A CHAVE NO VASO (Téssia e Augusto)
A CHAVE NO VASO
Téssia e Augusto se conheceram por acaso, publicando textos na Internet. Dois poetas. Os poemas apaixonados produziram muitos versos. O fogo da paixão incendiava estrofes, rimas. A inspiração não os abandonava. Apaixonaram-se pelo engenho e arte. Havia uma música no ar. As almas poéticas em êxtase.
Eneida, uma bela parisiense, lia todos os dias os versos platônicos e se apaixonou pelo mesmo poeta. Ventos enxotaram as musas. O amor é afeito ao novo. Violetas brotaram no coração de Augusto. A poesia de Eneida iluminava os olhos do vate enlouquecido. Não navegava mais em direção ao porto de Téssia.
Augusto e Eneida sucumbiram. Atravessaram o plano da arte. O poeta decolou para os braços da luz. A poesia, no chão dos mortais, teve seu dia de vinho, glória, beijos, sensualidades. Paris leu o primeiro poema escrito a quatro mãos.
VOUS
Vous êtes le soleil
qui brille dans ma tristesse
Vous êtes le soleil
qui habite dans mon coeur
Vous êtes l'espoir d'or
dans les ténèbres
les vagues d'argent sur la lune
les fleurs de printemps
les feuilles oubliées par l'automne sur les routes
la silencieuse pluie sur la cité
Vous êtes la douleur
que je supporte avec plaisir
Vous êtes l'amour
je l'avais perdu
Téssia definhava. Escrevia versos surrealistas e contos policiais. Quando Eneida saía para ministrar aulas na Universidade, Augusto procurava restos de amor nos textos de Téssia.

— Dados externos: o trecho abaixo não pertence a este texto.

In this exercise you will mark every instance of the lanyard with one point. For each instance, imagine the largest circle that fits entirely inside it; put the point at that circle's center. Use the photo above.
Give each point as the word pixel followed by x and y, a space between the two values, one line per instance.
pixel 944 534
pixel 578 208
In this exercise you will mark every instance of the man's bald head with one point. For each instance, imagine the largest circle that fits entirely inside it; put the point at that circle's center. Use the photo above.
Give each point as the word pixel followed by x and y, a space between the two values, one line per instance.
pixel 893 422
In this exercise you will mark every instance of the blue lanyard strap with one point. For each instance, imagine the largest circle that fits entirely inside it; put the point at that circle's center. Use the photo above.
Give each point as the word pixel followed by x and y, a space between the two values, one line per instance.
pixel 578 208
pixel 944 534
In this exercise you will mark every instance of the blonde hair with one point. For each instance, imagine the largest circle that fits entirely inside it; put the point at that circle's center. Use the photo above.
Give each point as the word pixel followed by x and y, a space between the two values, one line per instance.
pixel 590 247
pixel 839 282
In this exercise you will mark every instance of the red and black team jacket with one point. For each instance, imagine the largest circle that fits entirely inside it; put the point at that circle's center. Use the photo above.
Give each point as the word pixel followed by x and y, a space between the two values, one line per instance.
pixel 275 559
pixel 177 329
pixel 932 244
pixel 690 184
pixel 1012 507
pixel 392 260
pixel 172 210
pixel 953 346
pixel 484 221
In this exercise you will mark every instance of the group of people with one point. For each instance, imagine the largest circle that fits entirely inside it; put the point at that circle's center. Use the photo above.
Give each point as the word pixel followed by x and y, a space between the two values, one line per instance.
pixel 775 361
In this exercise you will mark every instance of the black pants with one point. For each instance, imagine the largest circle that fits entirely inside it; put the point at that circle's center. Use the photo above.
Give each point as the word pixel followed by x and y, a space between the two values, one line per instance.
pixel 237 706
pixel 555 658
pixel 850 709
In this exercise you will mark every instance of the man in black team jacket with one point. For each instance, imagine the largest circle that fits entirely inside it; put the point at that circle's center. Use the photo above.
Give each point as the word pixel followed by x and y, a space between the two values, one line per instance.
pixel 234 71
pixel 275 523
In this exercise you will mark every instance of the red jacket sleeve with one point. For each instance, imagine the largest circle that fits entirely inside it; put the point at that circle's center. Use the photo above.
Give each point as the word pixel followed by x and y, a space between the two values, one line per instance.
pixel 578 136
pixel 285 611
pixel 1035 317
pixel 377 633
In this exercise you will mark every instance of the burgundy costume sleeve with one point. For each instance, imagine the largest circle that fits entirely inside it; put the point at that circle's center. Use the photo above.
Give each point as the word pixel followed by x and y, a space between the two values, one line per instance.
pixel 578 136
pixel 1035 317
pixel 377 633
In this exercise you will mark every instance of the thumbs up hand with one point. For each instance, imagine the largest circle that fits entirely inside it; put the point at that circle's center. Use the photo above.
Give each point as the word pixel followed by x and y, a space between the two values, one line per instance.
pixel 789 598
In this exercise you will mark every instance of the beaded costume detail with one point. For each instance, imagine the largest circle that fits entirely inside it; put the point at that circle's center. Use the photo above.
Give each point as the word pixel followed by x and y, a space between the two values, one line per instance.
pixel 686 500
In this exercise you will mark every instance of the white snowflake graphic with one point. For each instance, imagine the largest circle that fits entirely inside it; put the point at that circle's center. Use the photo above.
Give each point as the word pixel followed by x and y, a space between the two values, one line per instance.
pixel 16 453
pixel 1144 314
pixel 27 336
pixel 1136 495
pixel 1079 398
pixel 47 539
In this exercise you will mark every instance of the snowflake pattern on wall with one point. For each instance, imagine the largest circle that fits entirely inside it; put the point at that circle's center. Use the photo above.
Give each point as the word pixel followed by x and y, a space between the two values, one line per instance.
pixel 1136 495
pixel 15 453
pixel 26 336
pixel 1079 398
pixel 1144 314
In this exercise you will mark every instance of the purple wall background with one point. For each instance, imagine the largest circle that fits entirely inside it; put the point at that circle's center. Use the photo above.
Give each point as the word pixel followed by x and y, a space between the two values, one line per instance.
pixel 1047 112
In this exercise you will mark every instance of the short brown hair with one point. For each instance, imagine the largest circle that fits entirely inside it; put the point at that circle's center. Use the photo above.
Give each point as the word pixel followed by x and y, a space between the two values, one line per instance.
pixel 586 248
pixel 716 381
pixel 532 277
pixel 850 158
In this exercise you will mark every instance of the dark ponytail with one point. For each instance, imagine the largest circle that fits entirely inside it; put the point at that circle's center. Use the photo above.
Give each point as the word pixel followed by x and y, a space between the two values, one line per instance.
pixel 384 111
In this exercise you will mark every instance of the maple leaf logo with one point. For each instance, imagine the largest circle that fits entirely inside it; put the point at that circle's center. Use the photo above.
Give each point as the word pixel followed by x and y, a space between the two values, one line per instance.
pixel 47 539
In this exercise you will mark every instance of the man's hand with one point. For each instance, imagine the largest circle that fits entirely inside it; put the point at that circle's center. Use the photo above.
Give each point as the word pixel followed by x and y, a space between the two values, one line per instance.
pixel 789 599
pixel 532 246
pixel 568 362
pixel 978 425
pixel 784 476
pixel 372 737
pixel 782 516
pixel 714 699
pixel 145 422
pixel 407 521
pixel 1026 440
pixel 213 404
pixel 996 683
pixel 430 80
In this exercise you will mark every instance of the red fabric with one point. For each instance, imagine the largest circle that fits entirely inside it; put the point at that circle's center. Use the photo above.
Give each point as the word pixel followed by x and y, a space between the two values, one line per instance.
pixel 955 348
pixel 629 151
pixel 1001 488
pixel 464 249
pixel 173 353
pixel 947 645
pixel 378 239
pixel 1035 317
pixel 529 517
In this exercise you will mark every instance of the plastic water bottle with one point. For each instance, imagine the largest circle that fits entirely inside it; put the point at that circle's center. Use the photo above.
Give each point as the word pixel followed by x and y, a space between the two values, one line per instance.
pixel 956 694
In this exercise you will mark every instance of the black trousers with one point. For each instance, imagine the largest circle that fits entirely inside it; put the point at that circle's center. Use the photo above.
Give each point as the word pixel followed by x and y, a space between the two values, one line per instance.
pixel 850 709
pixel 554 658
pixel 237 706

Veio um convite para Augusto assumir uma coluna de crítica literária num jornal de Paris. Escrevia feito louco. Eneida distante, o olhar pensando em algo, talvez um rasgo de inspiração. No dia do aniversário de Augusto, Eneida saiu logo cedo. Nada escrito no espelho.
Numa avenida parisiense o poeta avistou a amada. Ficou observando o beijo. À noite ela não voltou. Téssia parou de publicar. A personagem de seu último conto apaixonara-se por um investigador. Augusto anotou no espelho enquanto ouvia uma canção italiana:
LA LONTANANZA
Navegamos no mar Adriático
Bebendo o azul da eternidade
No Sena
No Tejo
Brincamos no Coliseu
Feito adolescentes
Paixão e inocência
Entramos em museus e catedrais
Corremos espantando pombos
Sorrindo
Extasiados pelas luzes de Paris noturna
Vibramos olés nas touradas em Madri
Dançamos o flamenco nas praças
De mãos dadas subimos montes e visitamos velhos mundos
Acordamos cada um nas cenas reais
Totalmente indiferentes às ilusões
Adieu, Eneida. A chave está no vaso.